A fun story to follow this season has been the emergence of potential rookie of the year, Malcolm Brogdon. Milwaukee brought in Delly on a hefty 4-year $38-Million dollar deal, but his starting job was in jeopardy after President Brogdon proved his prowess, as a true NBA-ready point guard. Brogdon puts up significantly better numbers on a lot better efficiency. He doubles as a great defender and a fantastic teammate. It will be interesting to see how Kidd uses this tandem throughout the series. Both players can hang their hat on defense, so I wouldn't be surprised to see Kidd use them both for certain matchups - much like Lowry and Cojo sharing the backcourt.

I wasn’t going to write about this, but I actually feel quite compelled to do so. I really, really hope Jason Terry doesn’t light the Raptors up. The Jet has such a good feel for the game, and he is absolutely not scared of taking the big shot. He - like Delly - has NBA Finals experience, and more importantly (like Dellavadova), he is an NBA Champion. Terry’s value extends beyond his impressive range. He is an experienced vet, who has had his fingerprint on the league since his sophomore year in the NBA, where he averaged 19.7 points game. He brings the team a sense of poise, with a “been there, done that” winner’s mentality. He is far from the biggest threat on this Bucks team, but don’t count him out. I can see him hitting a big shot or two, and going off for a 20 point game at any point in this series.

Buckle up, everyone

The absence of Jabari is going to be a factor in this the series. He’s such a diverse threat in every way and plays the game with a strong passion that seems to bleed off onto other players. Without him though, the Bucks are still bolstered by a strong backbone. So what is the key to beating this Bucks team? For the Raptors, it's depth.

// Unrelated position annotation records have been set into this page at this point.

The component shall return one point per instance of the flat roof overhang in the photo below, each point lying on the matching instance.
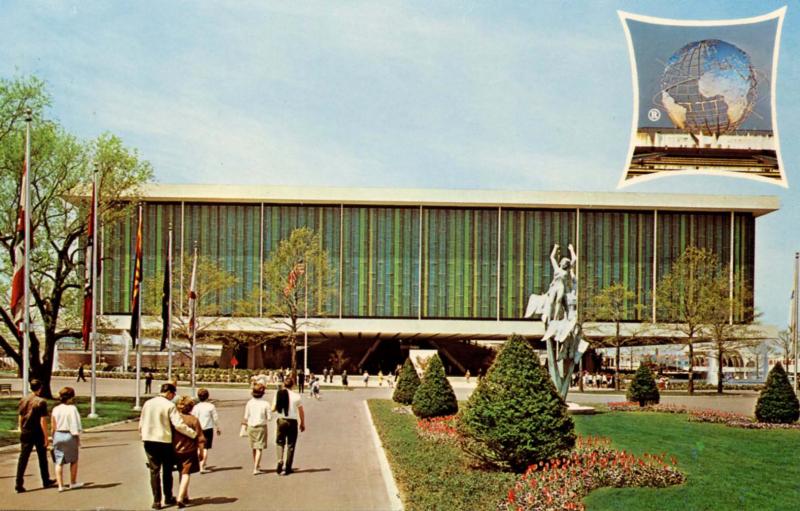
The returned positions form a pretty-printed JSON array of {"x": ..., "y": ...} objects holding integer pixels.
[
  {"x": 238, "y": 194},
  {"x": 434, "y": 329}
]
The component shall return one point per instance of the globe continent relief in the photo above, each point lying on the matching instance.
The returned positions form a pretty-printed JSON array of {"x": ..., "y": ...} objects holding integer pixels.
[{"x": 708, "y": 87}]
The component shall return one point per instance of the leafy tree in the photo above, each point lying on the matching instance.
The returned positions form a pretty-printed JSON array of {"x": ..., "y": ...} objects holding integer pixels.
[
  {"x": 610, "y": 304},
  {"x": 61, "y": 172},
  {"x": 515, "y": 417},
  {"x": 287, "y": 304},
  {"x": 407, "y": 384},
  {"x": 777, "y": 402},
  {"x": 434, "y": 396},
  {"x": 643, "y": 389},
  {"x": 683, "y": 298},
  {"x": 726, "y": 336}
]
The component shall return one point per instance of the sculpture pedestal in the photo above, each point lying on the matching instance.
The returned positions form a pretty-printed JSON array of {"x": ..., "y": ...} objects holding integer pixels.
[{"x": 576, "y": 409}]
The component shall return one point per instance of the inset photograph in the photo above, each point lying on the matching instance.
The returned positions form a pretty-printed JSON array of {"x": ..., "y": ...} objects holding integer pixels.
[{"x": 704, "y": 98}]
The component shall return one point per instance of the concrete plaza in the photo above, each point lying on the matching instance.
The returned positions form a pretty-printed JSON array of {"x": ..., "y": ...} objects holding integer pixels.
[{"x": 337, "y": 463}]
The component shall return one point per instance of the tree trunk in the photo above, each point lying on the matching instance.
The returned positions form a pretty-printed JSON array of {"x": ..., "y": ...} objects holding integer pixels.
[
  {"x": 719, "y": 369},
  {"x": 691, "y": 368}
]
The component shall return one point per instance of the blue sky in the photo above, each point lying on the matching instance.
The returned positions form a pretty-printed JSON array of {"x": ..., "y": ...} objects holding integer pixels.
[{"x": 496, "y": 95}]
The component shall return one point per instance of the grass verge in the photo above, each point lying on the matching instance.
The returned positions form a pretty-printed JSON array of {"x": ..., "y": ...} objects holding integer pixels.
[
  {"x": 109, "y": 409},
  {"x": 433, "y": 475},
  {"x": 726, "y": 468}
]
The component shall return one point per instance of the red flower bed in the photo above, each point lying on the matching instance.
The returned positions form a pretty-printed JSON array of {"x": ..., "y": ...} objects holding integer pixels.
[
  {"x": 438, "y": 428},
  {"x": 561, "y": 484}
]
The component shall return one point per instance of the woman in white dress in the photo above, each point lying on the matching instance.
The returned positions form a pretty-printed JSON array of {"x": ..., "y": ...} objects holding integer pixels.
[{"x": 66, "y": 429}]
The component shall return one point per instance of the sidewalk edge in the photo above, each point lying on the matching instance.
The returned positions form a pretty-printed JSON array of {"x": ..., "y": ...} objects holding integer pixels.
[{"x": 386, "y": 469}]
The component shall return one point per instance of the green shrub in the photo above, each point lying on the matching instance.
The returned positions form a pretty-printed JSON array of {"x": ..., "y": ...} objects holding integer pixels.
[
  {"x": 434, "y": 396},
  {"x": 777, "y": 403},
  {"x": 515, "y": 416},
  {"x": 407, "y": 384},
  {"x": 643, "y": 389}
]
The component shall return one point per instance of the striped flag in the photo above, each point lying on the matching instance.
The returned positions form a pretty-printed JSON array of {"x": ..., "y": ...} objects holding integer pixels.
[
  {"x": 193, "y": 298},
  {"x": 166, "y": 316},
  {"x": 137, "y": 282},
  {"x": 18, "y": 281},
  {"x": 298, "y": 270},
  {"x": 88, "y": 286}
]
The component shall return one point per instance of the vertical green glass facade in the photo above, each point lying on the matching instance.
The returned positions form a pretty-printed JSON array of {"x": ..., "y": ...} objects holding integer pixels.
[
  {"x": 527, "y": 238},
  {"x": 428, "y": 262},
  {"x": 617, "y": 248}
]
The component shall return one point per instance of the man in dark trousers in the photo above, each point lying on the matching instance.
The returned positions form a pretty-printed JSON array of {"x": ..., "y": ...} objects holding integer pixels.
[
  {"x": 32, "y": 421},
  {"x": 156, "y": 421}
]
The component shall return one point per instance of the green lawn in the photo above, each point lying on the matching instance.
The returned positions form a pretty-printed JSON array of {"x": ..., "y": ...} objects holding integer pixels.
[
  {"x": 433, "y": 476},
  {"x": 726, "y": 468},
  {"x": 110, "y": 409}
]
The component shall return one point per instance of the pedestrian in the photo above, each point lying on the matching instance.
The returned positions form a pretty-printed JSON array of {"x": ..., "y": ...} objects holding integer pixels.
[
  {"x": 159, "y": 415},
  {"x": 207, "y": 414},
  {"x": 66, "y": 429},
  {"x": 187, "y": 449},
  {"x": 256, "y": 416},
  {"x": 289, "y": 407},
  {"x": 315, "y": 388},
  {"x": 32, "y": 423}
]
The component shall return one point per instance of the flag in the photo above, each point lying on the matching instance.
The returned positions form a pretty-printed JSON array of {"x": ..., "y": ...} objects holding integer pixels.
[
  {"x": 298, "y": 270},
  {"x": 193, "y": 299},
  {"x": 137, "y": 282},
  {"x": 166, "y": 317},
  {"x": 18, "y": 280},
  {"x": 88, "y": 294}
]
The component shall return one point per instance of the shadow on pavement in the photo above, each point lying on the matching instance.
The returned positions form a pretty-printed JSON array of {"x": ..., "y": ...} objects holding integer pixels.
[
  {"x": 223, "y": 469},
  {"x": 213, "y": 500}
]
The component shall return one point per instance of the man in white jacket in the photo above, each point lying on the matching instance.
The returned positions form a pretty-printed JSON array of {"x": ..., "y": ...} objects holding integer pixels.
[{"x": 158, "y": 414}]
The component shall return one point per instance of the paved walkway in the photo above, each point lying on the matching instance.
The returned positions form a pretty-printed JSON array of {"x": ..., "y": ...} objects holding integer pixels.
[{"x": 336, "y": 463}]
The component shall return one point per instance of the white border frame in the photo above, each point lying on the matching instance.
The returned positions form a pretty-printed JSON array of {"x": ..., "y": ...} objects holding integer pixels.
[{"x": 624, "y": 17}]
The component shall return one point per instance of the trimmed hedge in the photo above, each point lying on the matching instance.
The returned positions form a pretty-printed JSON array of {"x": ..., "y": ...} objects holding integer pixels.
[
  {"x": 407, "y": 384},
  {"x": 643, "y": 388},
  {"x": 515, "y": 417},
  {"x": 434, "y": 396},
  {"x": 777, "y": 403}
]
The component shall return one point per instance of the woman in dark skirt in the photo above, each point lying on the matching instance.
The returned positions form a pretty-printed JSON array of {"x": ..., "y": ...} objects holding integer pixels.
[{"x": 187, "y": 449}]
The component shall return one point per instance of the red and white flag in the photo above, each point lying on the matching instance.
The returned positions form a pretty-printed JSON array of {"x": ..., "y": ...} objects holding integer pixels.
[
  {"x": 193, "y": 298},
  {"x": 18, "y": 281},
  {"x": 88, "y": 287}
]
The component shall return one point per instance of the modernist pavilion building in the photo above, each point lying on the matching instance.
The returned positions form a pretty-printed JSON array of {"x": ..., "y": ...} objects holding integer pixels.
[{"x": 430, "y": 264}]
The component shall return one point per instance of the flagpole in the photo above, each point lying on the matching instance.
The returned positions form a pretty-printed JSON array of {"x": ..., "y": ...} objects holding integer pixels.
[
  {"x": 26, "y": 342},
  {"x": 138, "y": 340},
  {"x": 305, "y": 325},
  {"x": 795, "y": 313},
  {"x": 169, "y": 307},
  {"x": 93, "y": 334},
  {"x": 194, "y": 330}
]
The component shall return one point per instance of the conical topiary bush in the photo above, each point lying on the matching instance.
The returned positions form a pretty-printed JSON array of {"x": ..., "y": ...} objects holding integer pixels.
[
  {"x": 407, "y": 384},
  {"x": 434, "y": 396},
  {"x": 515, "y": 416},
  {"x": 643, "y": 389},
  {"x": 777, "y": 402}
]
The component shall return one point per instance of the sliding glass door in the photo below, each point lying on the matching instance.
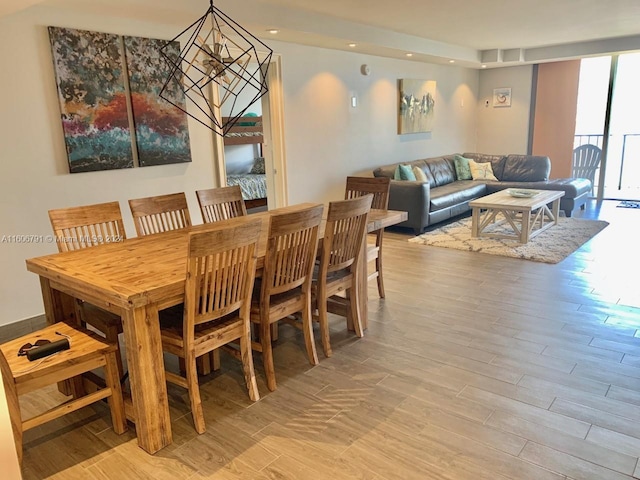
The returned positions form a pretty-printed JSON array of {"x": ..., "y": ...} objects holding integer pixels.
[{"x": 607, "y": 116}]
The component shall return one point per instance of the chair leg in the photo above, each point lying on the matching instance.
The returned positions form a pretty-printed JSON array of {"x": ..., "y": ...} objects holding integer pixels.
[
  {"x": 307, "y": 329},
  {"x": 379, "y": 264},
  {"x": 247, "y": 366},
  {"x": 354, "y": 305},
  {"x": 323, "y": 319},
  {"x": 194, "y": 393},
  {"x": 267, "y": 354},
  {"x": 379, "y": 270},
  {"x": 14, "y": 411},
  {"x": 116, "y": 404},
  {"x": 112, "y": 337}
]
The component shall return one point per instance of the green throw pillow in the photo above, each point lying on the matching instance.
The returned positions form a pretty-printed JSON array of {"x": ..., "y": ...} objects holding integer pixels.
[
  {"x": 404, "y": 172},
  {"x": 420, "y": 175},
  {"x": 463, "y": 172},
  {"x": 481, "y": 171}
]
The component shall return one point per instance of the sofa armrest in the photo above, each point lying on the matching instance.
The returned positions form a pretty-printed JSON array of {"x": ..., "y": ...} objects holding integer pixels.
[{"x": 413, "y": 198}]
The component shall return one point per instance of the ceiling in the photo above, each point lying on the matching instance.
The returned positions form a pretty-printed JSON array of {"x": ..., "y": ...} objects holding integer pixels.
[{"x": 472, "y": 33}]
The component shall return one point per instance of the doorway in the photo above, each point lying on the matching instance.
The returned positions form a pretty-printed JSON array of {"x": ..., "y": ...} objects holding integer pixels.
[{"x": 270, "y": 109}]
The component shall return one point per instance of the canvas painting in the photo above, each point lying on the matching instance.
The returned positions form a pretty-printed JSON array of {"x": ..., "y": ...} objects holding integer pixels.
[
  {"x": 93, "y": 101},
  {"x": 417, "y": 106},
  {"x": 162, "y": 134}
]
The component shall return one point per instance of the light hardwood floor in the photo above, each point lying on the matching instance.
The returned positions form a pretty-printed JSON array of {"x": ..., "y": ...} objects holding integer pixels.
[{"x": 474, "y": 367}]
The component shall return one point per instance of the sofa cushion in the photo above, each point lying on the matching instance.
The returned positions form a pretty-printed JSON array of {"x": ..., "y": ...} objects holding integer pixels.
[
  {"x": 404, "y": 172},
  {"x": 526, "y": 168},
  {"x": 455, "y": 193},
  {"x": 481, "y": 171},
  {"x": 389, "y": 170},
  {"x": 461, "y": 164},
  {"x": 442, "y": 169},
  {"x": 497, "y": 161},
  {"x": 572, "y": 187}
]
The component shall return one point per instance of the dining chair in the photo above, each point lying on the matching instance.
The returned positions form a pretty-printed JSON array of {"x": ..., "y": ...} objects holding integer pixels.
[
  {"x": 221, "y": 203},
  {"x": 586, "y": 160},
  {"x": 159, "y": 214},
  {"x": 87, "y": 351},
  {"x": 87, "y": 226},
  {"x": 220, "y": 275},
  {"x": 285, "y": 284},
  {"x": 344, "y": 236},
  {"x": 379, "y": 187}
]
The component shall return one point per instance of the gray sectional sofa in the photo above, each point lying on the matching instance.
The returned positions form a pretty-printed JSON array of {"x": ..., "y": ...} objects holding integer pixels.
[{"x": 443, "y": 196}]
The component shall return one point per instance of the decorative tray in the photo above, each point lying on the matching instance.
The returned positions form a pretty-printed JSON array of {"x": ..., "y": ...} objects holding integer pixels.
[{"x": 522, "y": 192}]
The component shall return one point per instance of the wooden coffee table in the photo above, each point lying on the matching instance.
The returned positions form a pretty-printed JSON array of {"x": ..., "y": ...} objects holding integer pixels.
[{"x": 527, "y": 216}]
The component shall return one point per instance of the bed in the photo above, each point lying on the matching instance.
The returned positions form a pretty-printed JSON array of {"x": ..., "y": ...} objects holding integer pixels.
[{"x": 248, "y": 131}]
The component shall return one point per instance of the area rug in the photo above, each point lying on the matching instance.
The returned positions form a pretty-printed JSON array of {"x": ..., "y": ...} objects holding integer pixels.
[
  {"x": 629, "y": 204},
  {"x": 551, "y": 246}
]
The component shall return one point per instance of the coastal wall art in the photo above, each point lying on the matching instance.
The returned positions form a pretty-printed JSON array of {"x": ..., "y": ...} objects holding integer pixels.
[
  {"x": 93, "y": 103},
  {"x": 108, "y": 90},
  {"x": 161, "y": 130},
  {"x": 416, "y": 112}
]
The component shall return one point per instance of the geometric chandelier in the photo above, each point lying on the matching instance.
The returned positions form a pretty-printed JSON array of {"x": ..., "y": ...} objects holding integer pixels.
[{"x": 216, "y": 51}]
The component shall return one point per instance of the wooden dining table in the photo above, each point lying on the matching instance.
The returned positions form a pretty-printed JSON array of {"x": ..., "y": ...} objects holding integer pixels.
[{"x": 135, "y": 279}]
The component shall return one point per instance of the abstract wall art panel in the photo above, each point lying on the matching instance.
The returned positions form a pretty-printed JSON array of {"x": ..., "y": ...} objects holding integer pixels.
[
  {"x": 416, "y": 111},
  {"x": 93, "y": 101},
  {"x": 162, "y": 134}
]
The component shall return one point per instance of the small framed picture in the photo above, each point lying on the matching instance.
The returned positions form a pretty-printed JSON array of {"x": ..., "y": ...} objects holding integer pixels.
[{"x": 502, "y": 97}]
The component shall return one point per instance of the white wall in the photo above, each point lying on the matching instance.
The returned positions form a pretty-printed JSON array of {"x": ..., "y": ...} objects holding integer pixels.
[
  {"x": 326, "y": 139},
  {"x": 504, "y": 130}
]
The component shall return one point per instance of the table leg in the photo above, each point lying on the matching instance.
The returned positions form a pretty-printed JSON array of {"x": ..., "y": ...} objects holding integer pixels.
[
  {"x": 524, "y": 227},
  {"x": 475, "y": 218},
  {"x": 556, "y": 210},
  {"x": 146, "y": 371}
]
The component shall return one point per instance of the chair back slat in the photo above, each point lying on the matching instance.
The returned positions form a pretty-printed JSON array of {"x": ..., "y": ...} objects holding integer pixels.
[
  {"x": 86, "y": 226},
  {"x": 291, "y": 250},
  {"x": 220, "y": 273},
  {"x": 221, "y": 203},
  {"x": 586, "y": 160},
  {"x": 378, "y": 186},
  {"x": 343, "y": 238},
  {"x": 160, "y": 214}
]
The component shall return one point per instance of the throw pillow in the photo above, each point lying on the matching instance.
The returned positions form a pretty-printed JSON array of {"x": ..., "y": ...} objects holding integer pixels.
[
  {"x": 404, "y": 172},
  {"x": 461, "y": 164},
  {"x": 419, "y": 174},
  {"x": 481, "y": 171},
  {"x": 258, "y": 166}
]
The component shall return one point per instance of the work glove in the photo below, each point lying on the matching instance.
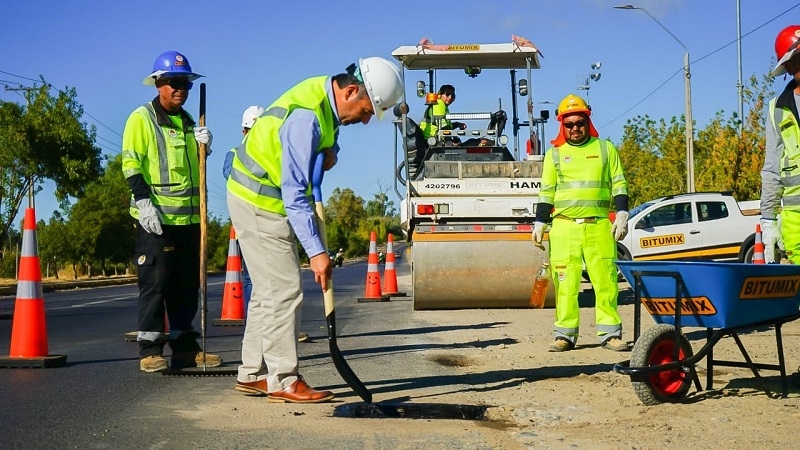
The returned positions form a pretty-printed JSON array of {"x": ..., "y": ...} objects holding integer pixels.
[
  {"x": 620, "y": 227},
  {"x": 538, "y": 233},
  {"x": 203, "y": 136},
  {"x": 771, "y": 236},
  {"x": 148, "y": 216}
]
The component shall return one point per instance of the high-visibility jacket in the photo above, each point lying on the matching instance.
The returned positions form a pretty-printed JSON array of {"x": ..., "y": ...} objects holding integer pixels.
[
  {"x": 256, "y": 171},
  {"x": 429, "y": 126},
  {"x": 786, "y": 124},
  {"x": 580, "y": 181},
  {"x": 164, "y": 151}
]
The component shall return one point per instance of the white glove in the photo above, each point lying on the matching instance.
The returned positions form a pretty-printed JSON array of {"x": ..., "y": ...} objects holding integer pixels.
[
  {"x": 620, "y": 227},
  {"x": 770, "y": 236},
  {"x": 148, "y": 216},
  {"x": 538, "y": 233},
  {"x": 203, "y": 136}
]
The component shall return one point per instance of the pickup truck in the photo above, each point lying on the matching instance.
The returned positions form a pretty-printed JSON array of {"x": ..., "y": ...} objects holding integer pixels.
[{"x": 696, "y": 226}]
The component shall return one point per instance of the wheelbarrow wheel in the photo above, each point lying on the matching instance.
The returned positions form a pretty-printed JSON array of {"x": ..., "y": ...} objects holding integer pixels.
[{"x": 657, "y": 346}]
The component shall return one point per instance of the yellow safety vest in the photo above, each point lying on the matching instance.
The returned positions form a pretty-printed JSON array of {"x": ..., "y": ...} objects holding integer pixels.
[
  {"x": 256, "y": 170},
  {"x": 428, "y": 125},
  {"x": 167, "y": 156},
  {"x": 580, "y": 181}
]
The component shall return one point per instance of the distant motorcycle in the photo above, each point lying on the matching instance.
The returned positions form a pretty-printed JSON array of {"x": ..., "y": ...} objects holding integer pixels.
[{"x": 338, "y": 259}]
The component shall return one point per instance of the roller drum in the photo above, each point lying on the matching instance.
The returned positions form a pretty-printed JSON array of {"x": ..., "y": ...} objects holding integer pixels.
[{"x": 488, "y": 272}]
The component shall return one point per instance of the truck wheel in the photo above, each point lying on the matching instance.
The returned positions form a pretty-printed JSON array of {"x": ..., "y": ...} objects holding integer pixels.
[{"x": 657, "y": 346}]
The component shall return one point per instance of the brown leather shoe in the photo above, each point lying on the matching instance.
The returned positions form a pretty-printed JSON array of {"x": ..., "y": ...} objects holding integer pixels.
[
  {"x": 300, "y": 392},
  {"x": 258, "y": 387}
]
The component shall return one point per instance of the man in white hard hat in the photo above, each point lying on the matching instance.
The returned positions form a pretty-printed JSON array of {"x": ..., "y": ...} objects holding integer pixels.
[
  {"x": 249, "y": 117},
  {"x": 270, "y": 202}
]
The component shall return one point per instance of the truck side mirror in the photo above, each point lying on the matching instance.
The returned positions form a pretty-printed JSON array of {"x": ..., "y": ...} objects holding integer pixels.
[
  {"x": 523, "y": 87},
  {"x": 420, "y": 89}
]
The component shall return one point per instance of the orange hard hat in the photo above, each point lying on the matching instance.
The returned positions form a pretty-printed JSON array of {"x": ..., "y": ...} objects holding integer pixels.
[{"x": 785, "y": 46}]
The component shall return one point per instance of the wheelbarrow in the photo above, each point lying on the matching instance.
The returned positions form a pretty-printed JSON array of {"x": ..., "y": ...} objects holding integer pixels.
[{"x": 724, "y": 298}]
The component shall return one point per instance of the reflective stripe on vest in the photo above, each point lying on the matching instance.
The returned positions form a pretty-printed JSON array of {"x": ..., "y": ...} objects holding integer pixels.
[
  {"x": 787, "y": 127},
  {"x": 177, "y": 206},
  {"x": 256, "y": 168},
  {"x": 568, "y": 194}
]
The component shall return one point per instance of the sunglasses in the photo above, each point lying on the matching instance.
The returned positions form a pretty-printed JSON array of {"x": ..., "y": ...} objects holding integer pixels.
[
  {"x": 177, "y": 83},
  {"x": 577, "y": 123}
]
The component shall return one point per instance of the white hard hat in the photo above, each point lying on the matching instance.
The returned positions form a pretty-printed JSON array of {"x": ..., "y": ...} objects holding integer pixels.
[
  {"x": 250, "y": 115},
  {"x": 383, "y": 82}
]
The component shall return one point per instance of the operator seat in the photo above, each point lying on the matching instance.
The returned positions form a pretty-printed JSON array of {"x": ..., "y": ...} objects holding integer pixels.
[{"x": 414, "y": 142}]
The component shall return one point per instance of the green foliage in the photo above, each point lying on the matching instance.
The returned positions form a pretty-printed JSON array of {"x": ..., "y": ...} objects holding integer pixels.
[
  {"x": 653, "y": 152},
  {"x": 44, "y": 140}
]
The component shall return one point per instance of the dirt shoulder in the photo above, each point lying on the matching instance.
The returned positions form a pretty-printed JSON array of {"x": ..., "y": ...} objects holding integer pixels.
[{"x": 575, "y": 399}]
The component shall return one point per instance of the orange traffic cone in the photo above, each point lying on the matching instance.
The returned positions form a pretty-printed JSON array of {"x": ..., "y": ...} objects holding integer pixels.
[
  {"x": 372, "y": 291},
  {"x": 28, "y": 330},
  {"x": 233, "y": 294},
  {"x": 389, "y": 272},
  {"x": 758, "y": 247}
]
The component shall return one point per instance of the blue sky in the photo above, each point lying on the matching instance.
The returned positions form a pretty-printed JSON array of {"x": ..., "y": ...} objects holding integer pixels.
[{"x": 251, "y": 51}]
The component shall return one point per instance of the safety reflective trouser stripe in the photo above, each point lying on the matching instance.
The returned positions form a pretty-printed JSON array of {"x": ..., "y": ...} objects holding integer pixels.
[
  {"x": 570, "y": 244},
  {"x": 790, "y": 179}
]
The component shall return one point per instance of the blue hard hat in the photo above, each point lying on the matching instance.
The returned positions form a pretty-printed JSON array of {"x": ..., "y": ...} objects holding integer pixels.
[{"x": 171, "y": 64}]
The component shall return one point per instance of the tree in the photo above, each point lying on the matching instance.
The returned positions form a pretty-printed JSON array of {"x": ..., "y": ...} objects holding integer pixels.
[
  {"x": 44, "y": 140},
  {"x": 100, "y": 221},
  {"x": 344, "y": 213}
]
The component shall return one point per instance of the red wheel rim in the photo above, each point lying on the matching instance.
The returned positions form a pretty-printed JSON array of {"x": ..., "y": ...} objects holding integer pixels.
[{"x": 667, "y": 382}]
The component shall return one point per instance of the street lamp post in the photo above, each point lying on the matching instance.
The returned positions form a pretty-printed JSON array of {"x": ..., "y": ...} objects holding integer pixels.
[
  {"x": 688, "y": 91},
  {"x": 584, "y": 81}
]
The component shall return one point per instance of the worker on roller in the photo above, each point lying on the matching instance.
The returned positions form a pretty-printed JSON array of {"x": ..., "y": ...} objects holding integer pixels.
[
  {"x": 440, "y": 108},
  {"x": 581, "y": 177}
]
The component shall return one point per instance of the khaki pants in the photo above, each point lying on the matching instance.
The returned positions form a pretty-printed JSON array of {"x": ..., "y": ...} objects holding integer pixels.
[{"x": 269, "y": 345}]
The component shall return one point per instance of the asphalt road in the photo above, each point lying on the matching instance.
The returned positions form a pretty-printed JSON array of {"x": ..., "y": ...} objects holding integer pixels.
[{"x": 100, "y": 399}]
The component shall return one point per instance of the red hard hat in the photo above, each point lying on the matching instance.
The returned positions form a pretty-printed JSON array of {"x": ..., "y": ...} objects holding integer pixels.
[{"x": 785, "y": 46}]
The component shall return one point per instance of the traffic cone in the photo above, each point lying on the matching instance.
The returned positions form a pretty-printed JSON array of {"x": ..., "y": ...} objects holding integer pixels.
[
  {"x": 758, "y": 247},
  {"x": 28, "y": 329},
  {"x": 233, "y": 294},
  {"x": 389, "y": 272},
  {"x": 372, "y": 291}
]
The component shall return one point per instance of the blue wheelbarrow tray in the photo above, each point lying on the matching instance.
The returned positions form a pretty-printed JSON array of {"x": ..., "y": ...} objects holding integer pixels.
[{"x": 716, "y": 295}]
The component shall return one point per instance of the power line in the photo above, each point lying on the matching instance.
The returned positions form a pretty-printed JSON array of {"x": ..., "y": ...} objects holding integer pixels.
[
  {"x": 62, "y": 92},
  {"x": 695, "y": 61},
  {"x": 20, "y": 76}
]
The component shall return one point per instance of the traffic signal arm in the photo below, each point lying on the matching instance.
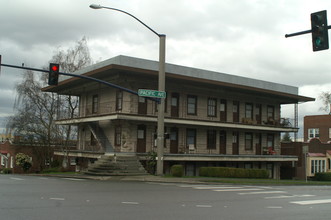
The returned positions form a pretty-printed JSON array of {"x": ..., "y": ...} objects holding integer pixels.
[{"x": 319, "y": 30}]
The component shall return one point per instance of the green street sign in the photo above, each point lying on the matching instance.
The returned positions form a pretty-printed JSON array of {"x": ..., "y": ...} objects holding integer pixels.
[{"x": 152, "y": 93}]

The big names are going to take care of themselves. Giannis is going to run the break like a madman and get everyone involved. Demar just arguably had the best season by a Toronto Raptor. He has been unbelievable this year, and a true joy to watch. His consistently clutch shot making is something that he's looking to carry into the playoffs. Lowry has looked fantastic in these past few games since his return, and we’re all expecting him to out-play Brogdon/Delly. Beyond the big names, the Raptors immense depth is what is going to win them this series if they play how they can.

Beyond the starting-5, the Raptors benefit from a solid backbone of rotational players. Cojo, Powell, PJ, and P-Pat will be the first options off the bench. The performances of these four will be crucial to Toronto’s success in this series. Along with these four, expect to see some glimpses of Delon Wright. His 6’6 build and a great feel for the game can be a huge advantage, Dwane has played him at the 1,2 or even 3 guard position with Lowry and Joseph.

Toronto, like Milwaukee, have a lot of versatility within their lineup. They have a handful of players who can play multiple positions with ease. Ultimately, this may turn into a series of Casey vs. Kidd. The matchup game is going to be extremely entertaining to watch, as both coaches jostle for advantages on the floor through the matchups.

Simply put, if the Raptors play like they can, they’ll be okay. The Bucks are a dangerous team, but stopping them falls under one vital key; stop (or contain) Giannis as best as you can. If the Raptors can hold Giannis in check, or match his production, Toronto’s depth and rotations will outlast Milwaukee's’. This isn’t going to be an easy series, even if they are the 3rd seed. A lot of people thought the 2 vs. 7 series against the Pacers last year was going to be a cake walk.

But oh man, it’s going to be fun. These two teams play a quick pace and feature some of the best athletes in the game. Tomorrow, 5:30 pm, buckle in and get ready for one of the most intriguing matchups in this year's playoffs.